The most noticeable consequence is an immediate increase in the liquidity and frequency of bowel movements. The small intestine, now the final processing organ, attempts to compensate by absorbing more water and salt over time. However, this compensatory function is rarely complete, meaning stool output remains considerably looser and higher in volume than before the procedure.

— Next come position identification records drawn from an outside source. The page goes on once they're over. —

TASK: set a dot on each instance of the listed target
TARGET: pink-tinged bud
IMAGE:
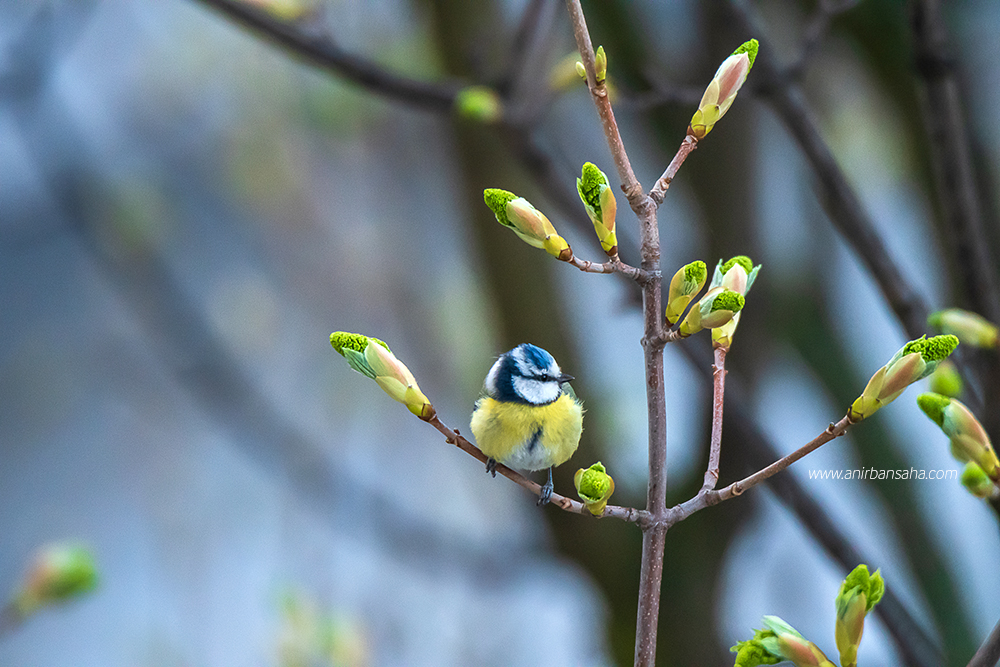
(915, 361)
(722, 89)
(396, 380)
(785, 642)
(530, 224)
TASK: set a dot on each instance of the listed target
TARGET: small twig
(715, 444)
(665, 336)
(630, 184)
(10, 619)
(613, 265)
(988, 654)
(453, 437)
(708, 498)
(659, 190)
(951, 158)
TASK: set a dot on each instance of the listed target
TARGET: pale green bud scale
(933, 406)
(497, 200)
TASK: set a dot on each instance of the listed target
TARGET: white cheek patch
(536, 391)
(491, 378)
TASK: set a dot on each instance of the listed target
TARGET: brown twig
(839, 199)
(950, 160)
(659, 190)
(718, 394)
(630, 184)
(708, 498)
(654, 534)
(453, 437)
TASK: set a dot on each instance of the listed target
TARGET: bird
(528, 417)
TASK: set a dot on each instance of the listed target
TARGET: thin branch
(453, 437)
(816, 30)
(838, 198)
(659, 190)
(988, 654)
(715, 444)
(654, 535)
(708, 498)
(951, 160)
(666, 336)
(613, 265)
(320, 50)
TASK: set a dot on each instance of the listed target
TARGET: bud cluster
(373, 358)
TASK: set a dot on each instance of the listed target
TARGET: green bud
(594, 486)
(599, 200)
(497, 200)
(58, 572)
(749, 48)
(978, 482)
(858, 594)
(742, 260)
(479, 103)
(969, 440)
(971, 329)
(685, 284)
(600, 65)
(946, 379)
(915, 361)
(728, 300)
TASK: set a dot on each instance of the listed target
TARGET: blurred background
(187, 211)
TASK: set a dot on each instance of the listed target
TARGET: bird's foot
(546, 493)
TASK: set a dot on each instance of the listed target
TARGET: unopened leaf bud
(716, 308)
(594, 486)
(684, 286)
(527, 222)
(858, 594)
(479, 103)
(971, 329)
(969, 441)
(737, 274)
(57, 573)
(779, 641)
(977, 482)
(599, 199)
(914, 361)
(600, 65)
(946, 379)
(722, 90)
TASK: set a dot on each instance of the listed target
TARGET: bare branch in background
(988, 654)
(841, 202)
(321, 50)
(951, 160)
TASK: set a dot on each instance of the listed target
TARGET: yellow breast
(528, 437)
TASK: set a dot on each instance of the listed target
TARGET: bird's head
(526, 374)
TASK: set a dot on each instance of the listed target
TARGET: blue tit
(528, 417)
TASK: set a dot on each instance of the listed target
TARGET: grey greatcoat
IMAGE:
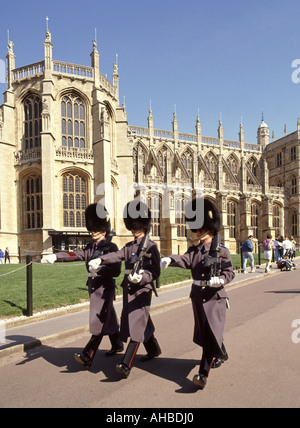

A specific concern arises if the terminal ileum, the last section of the small intestine, is removed. This segment absorbs Vitamin B12 and bile acids, and its loss can lead to malabsorption issues. Without the terminal ileum, bile acids may pass into the remaining pouch, stimulating water secretion and increasing diarrhea. B12 deficiency may require lifelong supplementation via injection. Even without terminal ileum removal, the body’s handling of water and electrolytes can be subtly altered, requiring careful monitoring.

Adapting to Life with a Stoma or Internal Pouch

For those with an ileostomy, the stoma is a pink, moist piece of the small intestine visible on the abdomen. It is insensitive to touch and continuously passes waste into a discreet, external appliance. Learning to manage the collection system involves emptying the pouch several times daily and changing the adhesive wafer and bag every few days, a process that becomes routine with practice. Modern appliances are designed to be odor-proof and secure, eliminating the misconception that a stoma is noticeable through clothing or prone to leakage.

Individuals with a J-pouch also face a period of adjustment as the internal reservoir adapts. Immediately after surgery, the small pouch capacity results in frequent and urgent bathroom trips, sometimes 10 or more times per day. Over six to twelve months, the pouch capacity gradually increases. Frequency typically settles to a more manageable four to eight bowel movements daily, often including nighttime awakenings.

A potential complication for J-pouch patients is pouchitis, an inflammation of the internal pouch often related to bacterial overgrowth. Symptoms resemble a flare-up of the original inflammatory bowel disease, including increased stool frequency, urgency, and sometimes fever or pelvic discomfort. Pouchitis is usually treated with a course of antibiotics and requires ongoing management.

Long-Term Dietary and Hydration Management

The loss of the colon’s water-absorbing capacity makes hydration a lifelong consideration for all colectomy patients. The body loses more fluid and electrolytes through the digestive tract, making dehydration a constant risk. Patients must consciously increase their fluid intake, often aiming for eight to ten glasses of non-caffeinated fluid daily to keep urine pale yellow.

Managing electrolytes like sodium is also important to ensure the body retains fluid. Adding extra salt to meals or drinking oral rehydration solutions helps replace the sodium lost through higher-output stool. Certain foods can modulate output consistency, acting as natural thickening agents:

  • Applesauce
  • Bananas
  • Rice
  • White bread

Conversely, high-fiber, tough, or stringy foods can increase output volume and looseness. These foods also pose a risk of intestinal blockage, especially for those with an ileostomy. Examples of foods to approach with caution include:

  • Raw vegetables
  • Nuts
  • Popcorn
  • Citrus fruits

Chewing food thoroughly is necessary, as it aids digestion and reduces the risk of obstruction. Long-term management involves learning how specific foods affect individual output and tailoring the diet to maintain hydration and comfortable bowel function.